# Tom



## Tom Doherty (Jul 18, 2015)

Hi
My name is Tom and I live in the Somerset area of Calgary.
Just started in metalwork and been retired from the IT industry for all of 3 weeks now
Have a small metal lathe and Craftex mill , all in a small shed in the garden.
Looking forwared to reading the forum.

Tom


----------



## Janger (Jul 19, 2015)

Quite a few of us are IT ... Odd that. Welcome to the forum. Any relation to the publisher, if that's not an annoying question?


----------



## Rick Runciman (Jul 19, 2015)

Welcome Tom, I'm a retired machinist with the same equipment in my garage.
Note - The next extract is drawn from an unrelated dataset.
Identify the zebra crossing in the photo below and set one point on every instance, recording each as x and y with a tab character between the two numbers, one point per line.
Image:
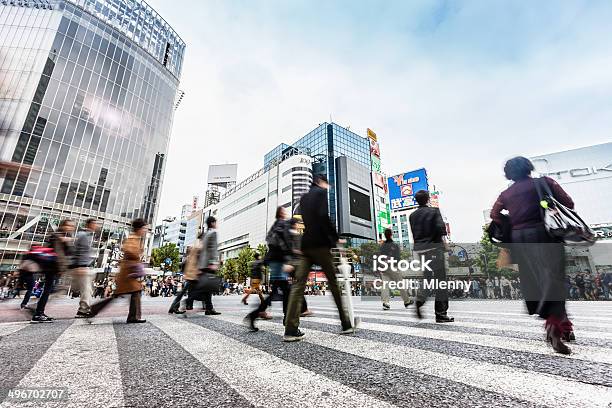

Looking forward to meeting you some time.


----------



## Alexander (Jul 20, 2015)

Hey Tom welcome! What kind of stuff were you thinking you would make when you set up your machining shed. Sounds awesome.


----------



## Jwest7788 (Jul 20, 2015)

Welcome to the forum Tom!

Congratulations on your retirement!

Looking forward to seeing you in here!

JW


----------



## Tom Doherty (Jul 20, 2015)

Hi all
No relation to the publisher (might have a bigger shed if I were )
I am a target shooter so may eventually make stuff related to that.
Also have some things on the honey do list 
Thanks everyone for the warm welcome.

Tom


----------



## Jwest7788 (Jul 21, 2015)

Tom Doherty said:


> Also have some things on the honey do list



I find there are two lists in my life that never get shorter. My tool shopping list, and my honey-do list.

Jw


----------



## Tom Doherty (Jul 21, 2015)

I will second that, can't have too many tools

Tom


----------



## Rick Runciman (Jul 21, 2015)

Can never have too many tools,,, ummmm, does that make us hoarders,,,LOL.


----------



## Tom O (Jul 22, 2015)

Maybe it depends on if you can see yourself using it at least once I'm happy then!


----------



## Janger (Jul 23, 2015)

I admit to owning too many drills. 8. :>


----------